One of the most common critiques levied at myself, and those who reject the concept of eternal conscious torment, is that we are ignoring the righteousness of God. The counterargument (which isn’t a substantive counterargument) goes something like this: “Yeah, but God is righteous” or “A righteous God must ____” and then they fill in the blank with whatever their argument is. Or, most generically, they’ll just say, “God’s righteousness demands hell.”
I’m sorry, but there’s a lot of problems with that argument.
Let’s look at the concept of righteousness. At its core, the word simply means to perfectly do what is right or just. In this regard, no one is arguing that God does what is less than good, less than right, or less than just. In fact, one of the reasons I no longer believe in traditional hell is because of God’s righteousness, not in spite of it. If even a sinful, deeply flawed, human parent would never even consider throwing their child into flames to be tortured, I cannot fathom how God– the one Jesus claimed was the perfect parent– would do that, either.
Thus, one could say (and I’m saying it now), that because we affirm the righteousness of God, we also affirm that subjecting someone to torture by burning in flames would be inconsistent with righteousness.
Conversely, in order for the argument of “but God is righteous” to prevail in discussions on hell, one would need to go deeper– one would need to actually prove that eternal conscious torment is the “right” thing for God to do. Righteousness is not an isolated action, but a description of action– it is not a word that can be used as a trump card apart from a deeper argument answering, “What is right action?”
And even when you explore the question, “What is right action?” one must have a starting point for determining right action from wrong action.
I believe the entire issue of God’s righteousness is the wrong beginning to the discussion. One of the traps many fall into is the belief that God has multiple character traits/attributes, and that these attributes are all somehow equal to one another. While God does have multiple attributes, there is one attribute that rules them all: Love.

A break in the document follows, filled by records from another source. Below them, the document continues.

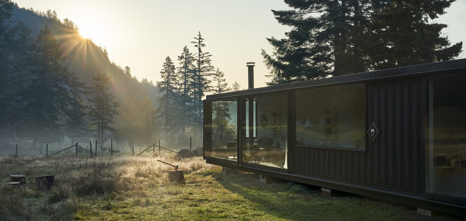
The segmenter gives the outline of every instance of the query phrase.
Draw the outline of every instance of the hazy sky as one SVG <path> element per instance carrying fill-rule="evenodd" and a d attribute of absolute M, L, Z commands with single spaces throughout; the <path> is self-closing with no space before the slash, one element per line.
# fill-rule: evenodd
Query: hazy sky
<path fill-rule="evenodd" d="M 289 28 L 278 24 L 271 9 L 288 8 L 282 0 L 17 0 L 20 7 L 45 11 L 55 10 L 62 21 L 73 21 L 90 33 L 97 45 L 106 46 L 109 57 L 122 67 L 128 66 L 140 80 L 160 80 L 159 72 L 170 56 L 178 66 L 178 56 L 193 44 L 201 32 L 210 52 L 212 65 L 225 73 L 231 85 L 247 88 L 247 62 L 255 62 L 255 87 L 266 86 L 269 74 L 260 49 L 269 54 L 266 40 L 284 36 Z M 436 21 L 449 25 L 444 30 L 452 43 L 466 44 L 466 0 L 458 0 L 448 13 Z M 463 46 L 463 50 L 465 47 Z M 463 58 L 465 56 L 463 55 Z"/>

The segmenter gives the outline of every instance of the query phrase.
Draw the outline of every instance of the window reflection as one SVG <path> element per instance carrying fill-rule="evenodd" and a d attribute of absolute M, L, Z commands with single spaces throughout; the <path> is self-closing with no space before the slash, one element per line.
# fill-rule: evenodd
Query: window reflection
<path fill-rule="evenodd" d="M 237 104 L 236 100 L 214 101 L 206 104 L 204 154 L 237 160 Z"/>
<path fill-rule="evenodd" d="M 364 149 L 365 101 L 363 83 L 296 91 L 295 144 Z"/>
<path fill-rule="evenodd" d="M 287 95 L 243 101 L 242 161 L 286 168 Z"/>
<path fill-rule="evenodd" d="M 466 198 L 466 76 L 426 83 L 427 191 Z"/>

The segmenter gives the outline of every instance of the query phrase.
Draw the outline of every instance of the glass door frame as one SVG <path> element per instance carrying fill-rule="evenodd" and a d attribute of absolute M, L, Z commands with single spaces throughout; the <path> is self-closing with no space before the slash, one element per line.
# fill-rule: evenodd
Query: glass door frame
<path fill-rule="evenodd" d="M 251 163 L 243 162 L 242 160 L 242 151 L 243 151 L 243 143 L 245 140 L 243 139 L 243 133 L 246 132 L 245 130 L 243 129 L 243 120 L 245 123 L 244 128 L 246 128 L 246 116 L 248 113 L 246 112 L 246 107 L 247 105 L 246 103 L 246 99 L 248 98 L 255 98 L 256 97 L 269 97 L 277 95 L 285 95 L 287 99 L 287 107 L 286 110 L 287 110 L 287 136 L 286 136 L 286 141 L 285 143 L 285 162 L 287 165 L 287 168 L 281 168 L 279 167 L 275 167 L 273 166 L 269 166 L 264 165 L 260 165 L 257 164 L 254 164 Z M 291 136 L 292 130 L 290 130 L 292 128 L 293 126 L 293 121 L 292 119 L 293 118 L 293 99 L 292 99 L 292 95 L 293 91 L 291 90 L 288 90 L 285 91 L 281 92 L 274 92 L 271 93 L 261 93 L 261 94 L 251 94 L 249 95 L 247 95 L 245 96 L 242 96 L 238 98 L 238 113 L 239 113 L 239 117 L 238 117 L 238 138 L 239 142 L 238 145 L 239 145 L 239 148 L 238 148 L 238 163 L 239 164 L 242 166 L 248 166 L 250 167 L 256 168 L 257 169 L 261 169 L 266 170 L 269 170 L 272 171 L 275 171 L 277 172 L 286 173 L 291 173 L 291 145 L 292 144 L 292 139 Z M 257 106 L 256 106 L 256 108 L 257 109 Z M 257 115 L 257 110 L 256 111 L 256 115 Z M 257 117 L 256 116 L 256 122 L 254 122 L 257 125 Z"/>

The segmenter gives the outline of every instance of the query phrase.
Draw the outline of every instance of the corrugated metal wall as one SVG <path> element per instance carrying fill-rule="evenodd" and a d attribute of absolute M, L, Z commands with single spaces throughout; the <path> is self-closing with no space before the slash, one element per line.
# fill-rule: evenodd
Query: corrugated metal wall
<path fill-rule="evenodd" d="M 292 173 L 308 173 L 424 192 L 424 95 L 422 79 L 367 83 L 367 151 L 293 146 Z"/>

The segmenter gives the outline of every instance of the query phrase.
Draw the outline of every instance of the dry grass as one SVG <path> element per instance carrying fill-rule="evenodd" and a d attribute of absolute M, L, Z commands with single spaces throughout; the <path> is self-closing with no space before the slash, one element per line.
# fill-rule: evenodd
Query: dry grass
<path fill-rule="evenodd" d="M 222 175 L 220 167 L 201 157 L 176 160 L 174 155 L 157 153 L 0 156 L 0 220 L 424 219 L 393 204 L 323 197 L 293 183 L 262 184 L 253 173 Z M 169 183 L 167 172 L 173 168 L 158 159 L 178 165 L 186 184 Z M 26 184 L 6 184 L 14 174 L 27 176 Z M 34 177 L 45 175 L 55 175 L 56 185 L 36 190 Z"/>

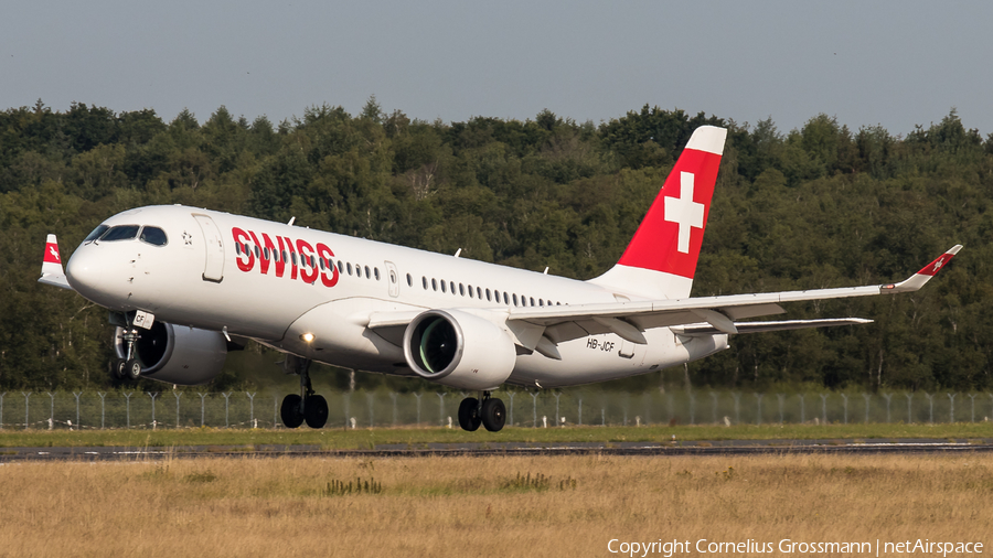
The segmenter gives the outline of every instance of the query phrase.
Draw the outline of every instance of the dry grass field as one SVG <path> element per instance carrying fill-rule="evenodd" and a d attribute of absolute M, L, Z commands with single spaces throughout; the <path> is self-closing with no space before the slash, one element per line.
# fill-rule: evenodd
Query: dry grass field
<path fill-rule="evenodd" d="M 612 556 L 613 538 L 989 554 L 991 496 L 983 454 L 14 463 L 0 555 Z"/>

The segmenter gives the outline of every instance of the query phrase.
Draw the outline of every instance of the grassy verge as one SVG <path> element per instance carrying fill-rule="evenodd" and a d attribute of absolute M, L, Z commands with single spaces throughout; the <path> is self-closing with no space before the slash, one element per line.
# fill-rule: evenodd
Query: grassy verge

The book of 1 John reveals this to us quite plainly, stating that “God is love.” Notice it doesn’t say that God is loving (describing an attribute) but says that God is love, which is describing a core essence. This core essence of love becomes the starting point for discussing all other attributes of God– if God is love, then every action by God is loving. Thus, before any discussion on what is righteous, we must first ask, “What is loving?”
In order to declare what is righteous, one must have an immovable starting point to judge righteous action from unrighteous– and that immovable point is love. We can declare that God is perfectly righteous because we know that God is perfectly love– if love does not come first, there is no basis for determining what is righteous– it would be completely arbitrary.
When we correctly view love as being the core essence of God’s identity, holding to a traditional view of hell becomes difficult to do unless one radically redefines love. One would have to explain why perfect love would create a hell in the first place, why perfect love would make it a place of punitive torment instead of loving restoration, and why perfect love would subject that vast majority of people who have ever lived to such unimaginable, unending torture. Most of all, one would have to explain how being tormented in flames for all of eternity is actually loving for the individuals being tormented.
If God is love, and if hell is real, the entire purpose of hell must be rooted in a deep love for those who are sent there— and I don’t know how to make that argument without making love into something it is not.
So, when I reject the belief in hell, am I ignoring the righteousness of God?
No, not at all.
But I would counter with this: When you affirm belief in the traditional view of hell, you most likely are ignoring the love of God.
Asking if a righteous God would send people to hell to be tormented for eternity is the wrong question. The better question is: Would a perfectly loving God do that?